Under the existing framework, if an open offer is triggered, compliance with Takeover Regulations could take the incoming acquirer’s holding to above 75%. To ensure compliance with the Securities Contract (Regulation) Rules, 1957 (SCRR), the acquirer would be forced to bring the stake down to 75% as the SEBI (Delisting of Equity Shares) Regulations, 2021 (Delisting Regulations) would not allow the acquirer to delist until the holding is brought down to 75%. Such directionally contradictory transactions in a sequence pose complexity in the takeover of listed companies, especially where the acquirer desires to get the company delisted under the takeover.

The revised framework aims to make M&A transactions for listed companies a more rational and convenient exercise, balancing the interest of all investors in the process.

 “Amendments to delisting reinforce the increased commitment to the theme of ease of doing business in India,” said Iyer. 

Superior voting rights

Sebi also decided to relax the eligibility requirements related to the Superior Voting Rights (SR) Shares framework.

Earlier, in 2019, Sebi had introduced superior voting rights (SR) framework specifically for issuer companies that use technology intensively.
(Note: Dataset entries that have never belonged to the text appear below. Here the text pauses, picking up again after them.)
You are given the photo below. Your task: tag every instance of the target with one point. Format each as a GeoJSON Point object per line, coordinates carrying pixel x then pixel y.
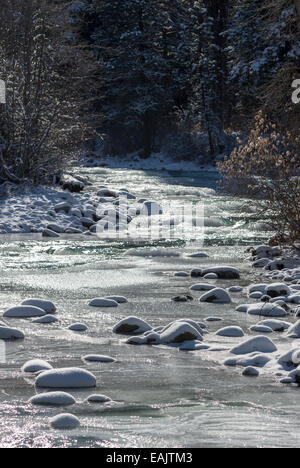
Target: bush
{"type": "Point", "coordinates": [44, 72]}
{"type": "Point", "coordinates": [267, 169]}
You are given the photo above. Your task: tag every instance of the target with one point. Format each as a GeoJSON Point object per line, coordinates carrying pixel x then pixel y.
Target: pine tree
{"type": "Point", "coordinates": [141, 55]}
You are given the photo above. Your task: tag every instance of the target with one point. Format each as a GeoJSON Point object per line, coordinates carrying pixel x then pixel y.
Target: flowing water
{"type": "Point", "coordinates": [163, 397]}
The framework allowed the issuance of SR shares to promoters and founders holding executive positions in the company. The framework also has checks and balances such as coattail provisions, that is, matters in which SR shares shall have the same rights as that of ordinary shares, and sunset clause, giving the time period until which, such an SR shareholder shall enjoy superior voting rights.
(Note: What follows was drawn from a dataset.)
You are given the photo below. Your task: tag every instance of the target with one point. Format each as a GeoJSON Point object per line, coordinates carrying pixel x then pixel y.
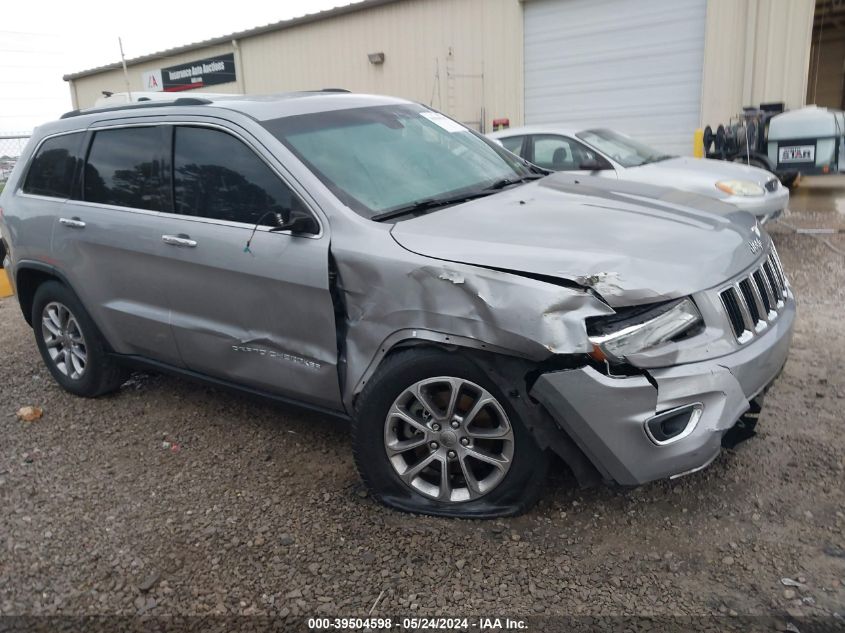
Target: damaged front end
{"type": "Point", "coordinates": [625, 395]}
As per the existing provisions, an SR shareholder should not be part of a promoter group having a net worth of more than Rs 500 crores. Now the SR shareholder, as an individual, should not have a net worth of more than Rs 1,000 crore.

The minimum gap between the issuance of SR shares and filing of the red-herring prospectus has been reduced to three months from the existing requirement of six months.

Alternative investment funds regulation

Sebi also gave its nod to the amendment to Sebi (Alternative Investment Funds, AIFs) Regulations, 2012 allowing Category III AIFs to calculate concentration norms based on their net asset value (NAV) of the fund instead of investable funds for investment in listed equities of investee companies.

Amendments to the Sebi (Portfolio Managers) Regulations were also approved in Tuesday’s Sebi board meeting to facilitate co-investment by investors of AIFs through the portfolio management route. The portfolio manager providing co-investment services to investors of AIFs shall invest 100% of the assets under their management in unlisted securities and shall be exempted from certain requirements under SEBI (Portfolio Managers) Regulations, 2020, including minimum investment amount, and minimum net worth.

To facilitate investment in Indian securities markets through foreign portfolio investor (FPI) route by AIFs set up in International Financial Services Centres (IFSCs), Sebi considered and approved the proposal to amend the Sebi (Foreign Portfolio Investors) Regulations, 2019 for permitting resident Indians (other than individuals) to become constituents of FPIs that are registered as AIFs in IFSCs. Such resident Indians shall be sponsors or managers of the FPI and their contribution in the FPI shall be subject to conditions as specified by the board.